Separation Anxiety in Dogs

Does your canine buddy sometimes make a mess when he is left alone? Does Fido bark, pace, or whine when you leave? If so, your furry best friend may be suffering from separation anxiety. A local Mt. Airy, MD vet discusses separation anxiety in this article.


It isn’t uncommon for dogs to feel lonely and isolated when they are left by themselves. This condition, officially known as separation anxiety, is rooted in the fact that Fido is a pack animal by nature. In the wild, our canine pals spend all their time with their packs. Your pet thinks of his human family as his pack, and can get quite distressed when separated from them.


The signs of separation anxiety are often mistaken for simple bad doggy behavior. Fido may express his angst in a variety of different ways. Whining, barking, and howling are not uncommon. This may be your pet’s way of trying to let you know where he is! Your furry buddy may also dig, chew, eat things, or defecate inappropriately. Some dogs will even try to escape. This can actually be dangerous, as your pooch could injure himself trying to get out.

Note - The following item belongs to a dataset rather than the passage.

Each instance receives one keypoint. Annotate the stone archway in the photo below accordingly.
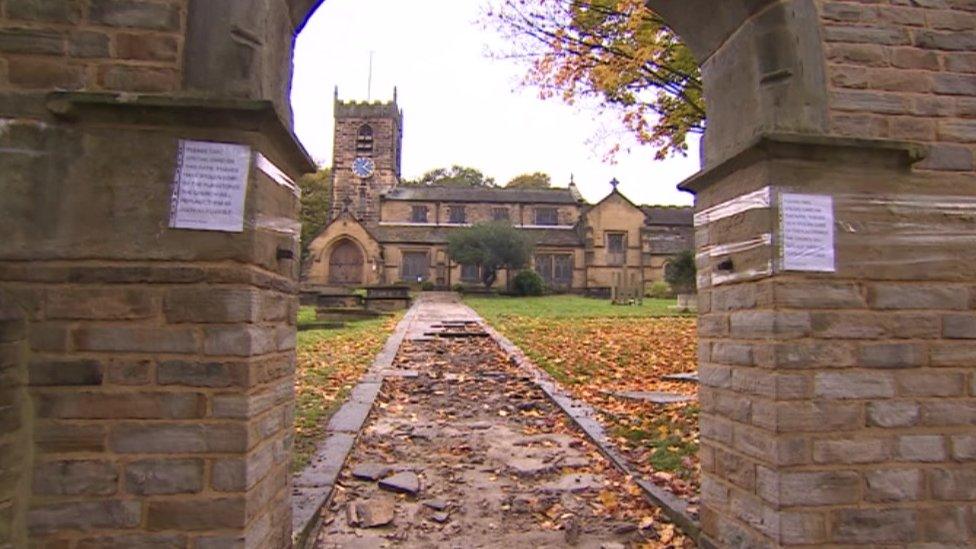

The good news is that separation anxiety can be managed. We recommend taking your dog for a long walk before you leave, and then wearing him out with a vigorous play session. If Fido is tired, he may spend a good chunk his alone time napping. It’s also important to make sure your canine companion has plenty of toys to occupy himself with while you’re out. Leaving a radio on can also help. The voices and music can soothe your furry friend, and keep him from feeling lonely.

What Not To Do

There are also some definite don’ts to keep in mind when dealing with separation anxiety. Never punish your furry pal for acting up in your absence. This may just leave Fido leaving confused or scared, especially after the fact. You also don’t want to go too far in the other direction, and coddle your pup. Drawn-out greetings and farewells may inadvertently reinforce your dog’s bad behavior. Instead, ignore your pooch when you leave and come home. If your four-legged buddy’s anxiety is severe, consult your vet or a professional pet behaviorist.